今回のお客様の場合、ライフプランから算出された住宅購入予算は、ご自身たちが考えていた金額に近く、納得のいく結果となりました。
それまで住宅会社へ相談した経験もなく、家づくりについて右も左も分からない状態でしたが、住宅にかけてもよい予算が明確になったことで、少し安心して家づくりを始められるようになったそうです。
「この金額までなら無理なく返済できる」
という基準ができたため、その予算内で理想の家を建てられる住宅会社や工務店を探し始めました。
実際に家づくりを進めると、予算内では難しいことに気づきました
しかし、実際にハウスメーカーや工務店へ足を運び、希望する家について相談していくと、ライフプランで決めた住宅予算内に収めることが難しいと分かってきました。
土地のエリアや広さ、建物の大きさ、間取り、住宅性能、設備のグレード、外構など、家づくりには多くの項目があります。
最初は、
「できるだけ予算内で建てたい」
と考えていても、住宅展示場やモデルハウスを見学したり、住宅会社の担当者からさまざまな提案を受けたりすると、少しずつ希望が増えていくことがあります。
例えば、
- できれば希望する学区内で土地を探したい
- 駅や職場へのアクセスも大切にしたい
- 子ども部屋はそれぞれ用意したい
- 家事動線にもこだわりたい
- 断熱性能や耐震性能も重視したい
- 収納スペースを広く取りたい
- キッチンやお風呂の設備も妥協したくない
- 駐車場や外構もきれいに仕上げたい
というように、理想の暮らしを考えるほど必要な費用は増えていきます。
土地の価格と建物の価格だけであれば予算内に見えても、付帯工事や諸費用、外構費用、家具や家電、引っ越し費用まで含めると、当初の予算を超えてしまうこともあります。

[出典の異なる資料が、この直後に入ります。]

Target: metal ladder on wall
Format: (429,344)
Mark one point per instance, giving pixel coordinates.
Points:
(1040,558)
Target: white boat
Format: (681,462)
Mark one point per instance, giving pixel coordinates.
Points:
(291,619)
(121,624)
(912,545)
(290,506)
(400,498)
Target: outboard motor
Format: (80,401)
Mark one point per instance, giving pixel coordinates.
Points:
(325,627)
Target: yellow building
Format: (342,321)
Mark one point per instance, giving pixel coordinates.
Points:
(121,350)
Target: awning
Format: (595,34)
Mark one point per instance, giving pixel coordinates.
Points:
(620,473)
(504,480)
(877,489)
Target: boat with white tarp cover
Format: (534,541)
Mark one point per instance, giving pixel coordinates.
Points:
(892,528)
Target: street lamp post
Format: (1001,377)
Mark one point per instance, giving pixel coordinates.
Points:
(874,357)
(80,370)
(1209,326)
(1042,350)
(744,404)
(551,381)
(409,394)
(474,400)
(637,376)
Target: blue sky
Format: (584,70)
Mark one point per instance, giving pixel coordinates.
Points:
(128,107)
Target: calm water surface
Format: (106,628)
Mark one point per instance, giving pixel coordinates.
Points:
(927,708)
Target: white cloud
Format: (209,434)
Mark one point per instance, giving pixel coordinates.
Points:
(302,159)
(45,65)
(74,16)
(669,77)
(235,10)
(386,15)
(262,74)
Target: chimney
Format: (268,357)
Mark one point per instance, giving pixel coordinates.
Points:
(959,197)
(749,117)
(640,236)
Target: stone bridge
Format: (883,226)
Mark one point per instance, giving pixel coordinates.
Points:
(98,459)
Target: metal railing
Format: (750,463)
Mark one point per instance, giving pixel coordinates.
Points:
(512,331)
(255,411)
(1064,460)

ライフプラン作成時に受けたアドバイスを思い出しました
住宅会社を回り、希望する家の見積もりを確認する中で、お客様はライフプランを作成したときに受けたアドバイスを思い出されました。
そのとき担当者からは、次のようにお伝えしていました。
「現在考えている予算は、家計上は無理のない金額です。ただ、ご希望されているエリアや家の広さ、住宅の仕様を考えると、この予算では少し厳しくなる可能性があります」
ライフプランで分かるのは、あくまでご家庭が無理なく購入できる住宅予算です。
その予算で、実際に希望するエリアや条件の家が購入できるかどうかは、土地価格や建築費によって変わります。

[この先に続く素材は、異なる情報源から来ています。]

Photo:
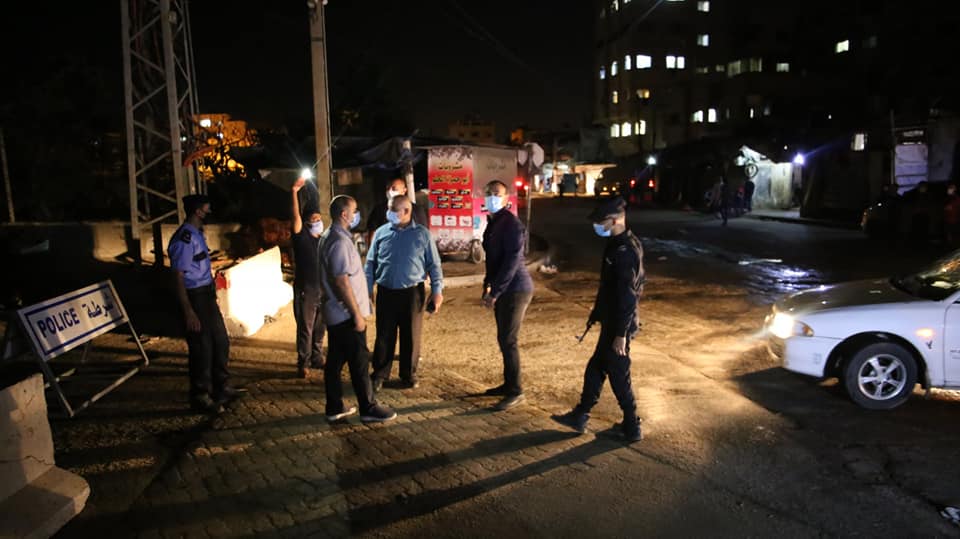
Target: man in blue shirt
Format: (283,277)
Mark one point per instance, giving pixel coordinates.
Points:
(402,253)
(346,305)
(207,341)
(507,288)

特に近年は、土地価格や建築費、住宅設備費、人件費などが上昇しているため、以前のイメージよりも家づくりに必要な費用が高くなっているケースも少なくありません。
当時は「少し工夫すれば予算内に収まる」と考えていました
ライフプランを作成した当時、お客様は、
「土地を探すエリアを少し郊外にすれば予算を抑えられるだろう」
「家の仕様を少し調整すれば、予算内に収まるだろう」
「住宅会社をいくつか比較すれば、希望に近い家を建てられるところが見つかるだろう」
と考えていました。
もちろん、土地のエリアや建物の仕様を見直すことで、予算を調整できる場合はあります。

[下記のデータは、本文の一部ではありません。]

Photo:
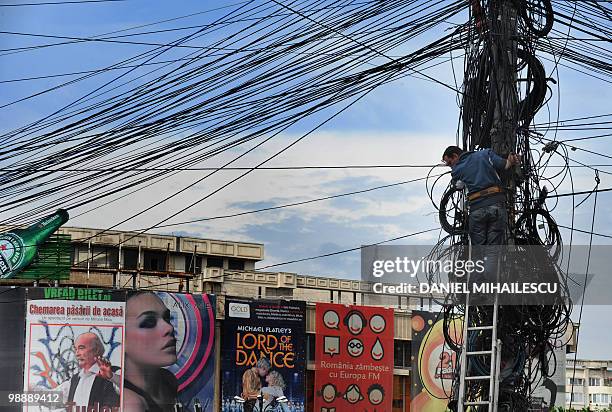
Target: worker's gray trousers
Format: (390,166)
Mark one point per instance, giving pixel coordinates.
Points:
(487,227)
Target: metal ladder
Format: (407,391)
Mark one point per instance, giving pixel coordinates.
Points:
(493,355)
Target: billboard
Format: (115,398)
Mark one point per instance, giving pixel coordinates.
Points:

しかし、実際に土地を見たり、住宅会社から提案を受けたりすると、簡単には妥協できない条件も見えてきます。
例えば、価格を抑えるために希望エリアから離れた土地を選んだとしても、通勤時間や子どもの通学、日々の買い物に不便が出ることがあります。
また、建物の価格を抑えるために広さや住宅性能を大きく下げてしまうと、せっかく家を建てても、暮らし始めてから後悔する可能性があります。
家づくりでは、単純に価格が安ければよいというわけではありません。
予算だけではなく、今後の生活や家族の希望も含めて、どこを優先し、どこを調整するかを考える必要があります。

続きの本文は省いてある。